Fruit trees grafted in winter

In the past, fruit growers believed that early grafting of fruit trees was better, and practice had proved that the best time for grafting should be the beginning of spring. However, different fruit tree varieties have different grafting times. In the past, it was generally thought that branches and scions had to be stored first, and in fact they would be better to use with picking, which could prevent water loss. Change the traditional single bud tree cutting method to two buds. The specific method is as follows: First, leave 1 to 1.5 cm at the top of the scion bud, tie it with a plastic film to prevent the rainwater from immersing into the pith, and evaporate the water; then cut a short face from the bud's face and cut the noodles 0.5 to 1 cm long. 45 degree slant, gently scrape off the outer skin to see that the green is not visible, and the wood cannot be exposed; cut the rootstock 2 to 3 centimeters from the ground; in the section 1/4 to 1/3, cut vertically downwards One knife, can not cut into the pith, the best length equal to or greater than the long face of the scion; with a knife or hand gently separate the cortex from the wood, the xylem is removed, leaving the cortex free from loss; the last cut the long face inward, short cut Face outwards, insert an incision about 2 cm deep into the rootstock, align it with a plastic film, and expose only the upper buds.
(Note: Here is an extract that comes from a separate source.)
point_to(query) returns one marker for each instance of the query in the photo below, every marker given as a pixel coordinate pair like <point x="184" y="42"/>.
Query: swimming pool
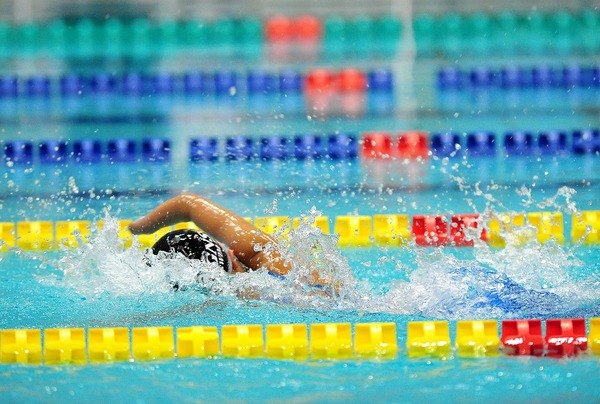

Replace the commonly used middle piles with low soil piles. The specific method is to split the soil around the rootstock slightly before grafting, and then cover the soil to the buds of the scion after grafting. However, the buds cannot be covered with soil, and the soil will be opened after survival. The purpose of doing so is to keep warm, moisturize, and protect the sun, which will help wound healing and increase the survival rate.